I am a woman in my thirties and I too believe that my body is my business. I don’t like being judged. No one out there knows me better than I know myself. My choices now reflect on my experiences while growing up. My thought process is based on my beliefs, my values and my morals (or lack thereof, depending on who you ask)
I imagined therefore, someone telling me that their life is better than mine. That I should do things their way, based on their beliefs and values. I imagined how it would sit with me to have someone dictate my choices to me. I concluded that it wouldn’t augur well with me. Not in the least bit. This train of thought is what prompted me out of bed.
It dawned on me (at dawn nonetheless!) that at this point in my life, I don’t appreciate being judged or being told what to do, and most probably so doesn’t Vera. As an adult (of sound mind, if I might add) I embrace the person that I am ever so tightly, than ever before. I love my hair in dreadlocks, I love how I dress. I love who I am, warts and all! I make my decisions based on what I believe in. If I can live with the choices I make, then so should everybody else.
I am all woman. Perfectly WOMAN. All grown. I have earned the privilege of being allowed to make my own mistakes. I wouldn’t appreciate it if that privilege was taken away from me.
I don’t know how old Vera is (really) but I know that the people we should be paying attention to are our children. Vera is a grown woman. We should leave her to her mistakes and focus instead in influencing our young children and our teens. We should be helping build their self esteem. We should be telling our young girls that they are beautiful. We should be teaching them to value themselves so that when they choose their role models, it will be someone who is comfortable in her own skin.
If I don’t appreciate an adult woman lightening her skin, tough! That is my problem which I have to deal with. I don’t advocate for boob enlargement through plastic surgery, but tough on me! Those are my demons to exorcise, not hers. So what if she is all fake? If she is happy with herself, who are we? Just because I go to church every (most, really J ) Sunday, does it mean I should go knocking on other people’s doors and prevail upon them to go to church with me? And if they prefer to sleep in, should I sneer and point fingers, predicting fire and brimstone on their souls in the hereafter?

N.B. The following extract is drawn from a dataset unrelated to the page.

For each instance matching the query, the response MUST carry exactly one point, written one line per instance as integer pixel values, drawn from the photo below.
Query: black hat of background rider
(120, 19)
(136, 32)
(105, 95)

Personal choices, as long as they don’t border on criminality, are to be respected. And mine are as important as the next person’s. Infringing on those choices is denying someone the right to live their lives. The right to be themselves.
Even though you will never catch me dead getting a boob job or bleaching my skin (I could only ever afford ‘River Road’ bleaching anyway), I realize that people have a right to make their mistakes. They then get to learn from those mistakes. Folly is thinking that I hold a stake in someone else’s destiny. I don’t. In the same way that no one else does in mine.

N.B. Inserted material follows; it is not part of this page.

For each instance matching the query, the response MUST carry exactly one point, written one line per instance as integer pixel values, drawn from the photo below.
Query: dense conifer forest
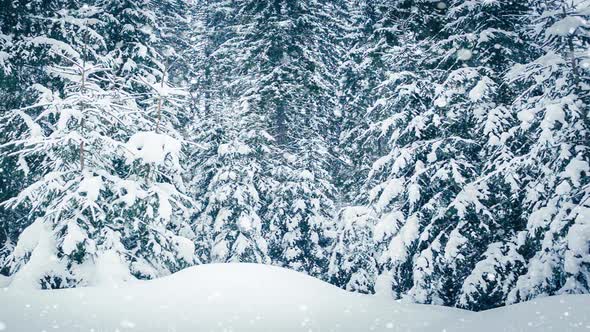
(439, 148)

Vera could possibly have whatever issues we would like to diagnose her with. But all that is speculation. We haven’t walked a mile in her shoe. We don’t know how her typical day looks like. We are clueless on how she sleeps at night. What goes through her head as it hits the pillow at the end of the day? What does she think about when she can’t sleep at 3am in the morning?

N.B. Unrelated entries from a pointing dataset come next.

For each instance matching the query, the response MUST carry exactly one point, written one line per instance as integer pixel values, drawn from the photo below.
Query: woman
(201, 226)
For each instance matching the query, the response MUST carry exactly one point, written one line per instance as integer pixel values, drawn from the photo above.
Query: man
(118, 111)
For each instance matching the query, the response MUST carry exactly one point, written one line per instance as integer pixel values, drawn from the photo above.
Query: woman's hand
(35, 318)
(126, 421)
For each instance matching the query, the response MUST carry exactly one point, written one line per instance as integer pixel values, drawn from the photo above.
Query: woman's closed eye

We are in no position to judge her.
I am in no position to tell her story.
When faced with decisions, whatever makes you sleep better at night suffices. It is your life, your beauty sleep. If your conscience is clear, you owe no one nothing!
We will talk and give our opinion about you, but in the end, you are the only one who gets to live with the choices you make. You will stop living the day you let others make those choices for you.
Please don’t ever let that happen. Live your life!